[ih] Larry Roberts & RD the first electronic mail manager software [was written in TECO on TENEX]

Jack Haverty jack at 3kitty.org
Tue Aug 8 12:55:42 PDT 2023


Just a few years ago, I stumbled across an Annual Report that MIT 
submitted for one year's work in the early 70s.  Since I was there at 
the time, I was curious how history recorded what we were doing then.  
Looking at the section for our group, I found a description of a 
revolutionary implementation of a teleconferencing system that allowed 
people to interact in real time using the ARPANET which had been 
completed that year.

I didn't remember that we had built any teleconferencing system.
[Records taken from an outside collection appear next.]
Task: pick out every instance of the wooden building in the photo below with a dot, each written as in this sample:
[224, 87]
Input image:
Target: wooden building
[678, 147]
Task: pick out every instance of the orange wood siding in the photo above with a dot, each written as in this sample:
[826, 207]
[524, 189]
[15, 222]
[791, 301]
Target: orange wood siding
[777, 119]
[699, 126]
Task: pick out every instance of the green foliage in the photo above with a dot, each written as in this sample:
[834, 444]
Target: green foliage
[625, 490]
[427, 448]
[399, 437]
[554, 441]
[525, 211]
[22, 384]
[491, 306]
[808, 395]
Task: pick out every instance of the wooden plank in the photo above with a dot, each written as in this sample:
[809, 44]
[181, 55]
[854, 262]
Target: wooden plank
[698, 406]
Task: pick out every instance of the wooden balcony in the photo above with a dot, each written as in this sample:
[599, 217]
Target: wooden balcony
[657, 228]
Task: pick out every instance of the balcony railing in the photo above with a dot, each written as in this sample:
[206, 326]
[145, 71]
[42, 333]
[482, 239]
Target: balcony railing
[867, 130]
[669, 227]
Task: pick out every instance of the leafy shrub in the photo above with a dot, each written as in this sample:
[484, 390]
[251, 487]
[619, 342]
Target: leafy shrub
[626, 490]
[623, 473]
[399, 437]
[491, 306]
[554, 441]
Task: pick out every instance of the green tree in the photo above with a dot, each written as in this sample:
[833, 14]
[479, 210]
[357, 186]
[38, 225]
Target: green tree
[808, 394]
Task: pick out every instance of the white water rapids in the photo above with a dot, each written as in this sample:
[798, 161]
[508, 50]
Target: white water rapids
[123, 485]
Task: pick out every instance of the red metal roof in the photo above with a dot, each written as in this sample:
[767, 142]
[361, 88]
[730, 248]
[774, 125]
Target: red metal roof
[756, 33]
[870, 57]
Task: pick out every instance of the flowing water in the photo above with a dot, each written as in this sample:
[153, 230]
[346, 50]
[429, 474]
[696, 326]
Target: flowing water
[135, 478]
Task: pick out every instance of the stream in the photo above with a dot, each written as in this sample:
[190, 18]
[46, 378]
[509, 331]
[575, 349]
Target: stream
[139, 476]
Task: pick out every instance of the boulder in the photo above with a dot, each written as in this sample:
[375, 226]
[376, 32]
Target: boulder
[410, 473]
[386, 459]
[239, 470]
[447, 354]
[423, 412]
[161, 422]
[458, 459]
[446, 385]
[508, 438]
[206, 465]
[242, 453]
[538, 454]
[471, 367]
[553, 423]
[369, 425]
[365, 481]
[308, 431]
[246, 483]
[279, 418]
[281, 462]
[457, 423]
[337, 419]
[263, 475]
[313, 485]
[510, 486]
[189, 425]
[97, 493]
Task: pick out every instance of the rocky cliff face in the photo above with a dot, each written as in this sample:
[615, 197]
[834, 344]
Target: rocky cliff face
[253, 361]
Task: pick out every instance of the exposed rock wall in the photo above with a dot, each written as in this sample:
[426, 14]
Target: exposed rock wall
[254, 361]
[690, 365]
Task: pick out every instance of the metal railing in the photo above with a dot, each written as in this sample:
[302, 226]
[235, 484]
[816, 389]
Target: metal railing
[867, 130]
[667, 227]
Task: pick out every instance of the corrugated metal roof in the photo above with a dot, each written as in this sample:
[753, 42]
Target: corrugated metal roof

Of 
course with age comes memory loss.  But I remember lots of stuff we did 
then, but not a "teleconferencing system".   A sign of encroaching 
dementia...?

With further investigation...

A bunch of us at MIT in Licklider's group spent a lot of hours getting 
multi-player MazeWar running on our fancy new Imlac minicomputers.  
Someone added a feature where players could trash-talk each other with a 
shared screen space trying to lure them into an ambush or gloat on 
another kill.   MazeWars of course had nothing to do with whatever 
research we were doing.   Gettings MazeWar going was just a lot of fun.
We all thought MazeWars was just a cool hack and extremely addictive 
game.   If curious, see 
https://www.digibarn.com/collections/games/xerox-maze-war/index.html

But the experience did reveal, to me at least, the importance of 
latency, and the difficulties of getting a bunch of computers to 
interact over a network.   Imlacs had no I/O except RS232.  So, our 
"LAN" was a star-shaped configuration with Imlac minicomputers connected 
via RS232 to our PDP-10 as the center of the star (7 floors away), and I 
had goosed the RS232 hardware well beyond its spec to achieve almost 100 
kb/sec.  I tried to convince BBN to upgrade the TIP hardware to support 
higher speed "terminals", but was rebuffed -- "The TIP supports 
terminals up to the maximum reasonable speed of 9600 bits/second."

MIT's Annual Report touted Maze as a "teleconferencing system".